About Unicode normalization
In Unicode, there are some characters that are visually similar but can be stored within the document in different ways. For example, "ë" (e-umlaut) can be represented as a single character, "e-umlaut," or as two characters, "regular Latin e" + "combining umlaut." A Unicode combining character is one that gets used with the previous character, so the umlaut would appear above the "Latin e." Both forms result in the same visual typography, but what is saved in the file is different for each form.
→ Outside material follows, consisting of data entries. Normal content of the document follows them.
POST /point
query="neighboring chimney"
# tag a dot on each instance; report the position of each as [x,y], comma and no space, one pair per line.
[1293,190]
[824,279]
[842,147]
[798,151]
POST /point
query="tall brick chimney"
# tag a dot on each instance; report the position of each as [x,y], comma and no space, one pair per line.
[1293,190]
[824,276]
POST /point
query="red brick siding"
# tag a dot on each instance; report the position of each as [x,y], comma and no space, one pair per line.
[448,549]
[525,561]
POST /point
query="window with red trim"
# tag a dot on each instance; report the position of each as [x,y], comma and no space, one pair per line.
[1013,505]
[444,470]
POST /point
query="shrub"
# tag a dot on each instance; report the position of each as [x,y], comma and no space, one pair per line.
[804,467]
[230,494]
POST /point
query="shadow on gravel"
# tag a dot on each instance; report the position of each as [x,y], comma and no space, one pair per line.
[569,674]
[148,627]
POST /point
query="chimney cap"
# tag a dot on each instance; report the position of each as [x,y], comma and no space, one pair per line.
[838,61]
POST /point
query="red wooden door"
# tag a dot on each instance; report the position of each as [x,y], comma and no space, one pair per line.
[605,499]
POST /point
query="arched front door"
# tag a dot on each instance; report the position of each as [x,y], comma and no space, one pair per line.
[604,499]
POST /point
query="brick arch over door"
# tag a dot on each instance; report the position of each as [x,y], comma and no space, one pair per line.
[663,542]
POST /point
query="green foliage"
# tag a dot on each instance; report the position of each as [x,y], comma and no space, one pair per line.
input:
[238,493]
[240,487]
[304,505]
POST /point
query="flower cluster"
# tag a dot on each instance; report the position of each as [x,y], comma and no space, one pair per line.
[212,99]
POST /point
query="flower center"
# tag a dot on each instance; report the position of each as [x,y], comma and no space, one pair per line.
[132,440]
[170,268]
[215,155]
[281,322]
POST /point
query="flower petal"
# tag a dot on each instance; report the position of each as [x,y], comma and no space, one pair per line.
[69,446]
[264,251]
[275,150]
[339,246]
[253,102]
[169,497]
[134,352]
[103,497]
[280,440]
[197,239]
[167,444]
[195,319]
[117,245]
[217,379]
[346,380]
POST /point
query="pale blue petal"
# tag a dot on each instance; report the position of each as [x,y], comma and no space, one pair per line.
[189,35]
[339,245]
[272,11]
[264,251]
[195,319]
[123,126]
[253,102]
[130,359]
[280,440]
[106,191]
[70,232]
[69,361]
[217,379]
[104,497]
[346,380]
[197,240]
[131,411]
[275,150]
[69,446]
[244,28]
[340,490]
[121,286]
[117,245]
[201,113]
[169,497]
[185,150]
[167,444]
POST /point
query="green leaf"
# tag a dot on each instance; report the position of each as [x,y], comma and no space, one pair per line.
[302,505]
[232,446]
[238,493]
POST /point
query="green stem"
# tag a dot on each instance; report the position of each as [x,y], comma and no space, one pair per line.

Normalization is the process of making sure all characters that can be saved in different forms are all saved using the same from. That is, all "ë" characters in a document are saved as single "e-umlaut" or as "e" + "combining umlaut," and not as both forms in one document.
For more information on Unicode Normalization, and the specific forms that can be used, see: www.unicode.org/reports/tr15.
Specifying Unicode forms
To specify Unicode document encoding for all new documents:
- Select Edit > Preferences.
The Preferences dialog box appears.
- Select the New Document category.
- Select a document encoding type from the Document encoding pop-up menu.
If the document encoding form you select can have a Unicode form associated with it, the Unicode normalization form pop-up menu lets you select a Unicode form to include in all new documents you create. If there is no Unicode form that applies to the selected document encoding type, the Unicode normalization form pop-up menu is dimmed.
- If applicable, select a Unicode form from the Unicode Normalization Form pop-up menu.
- To include the Byte Mark Order in the document, select the Include Unicode Signature (BOM) checkbox.
To modify the Unicode document encoding for a specific page:
- Open the page whose Unicode encoding you want to modify.
- Select Modify > Page Properties.
The Page Properties dialog box appears.
- Select the Title/Encoding category.
- From the Encoding pop-up menu, select the document encoding type you want to use.
- If applicable, select a Unicode form from the Unicode Normalization Form pop-up menu.
- To include the Byte Mark Order in the document, select the Include Unicode Signature (BOM) checkbox.
- Click the Reload button to update the page with the specified document encoding.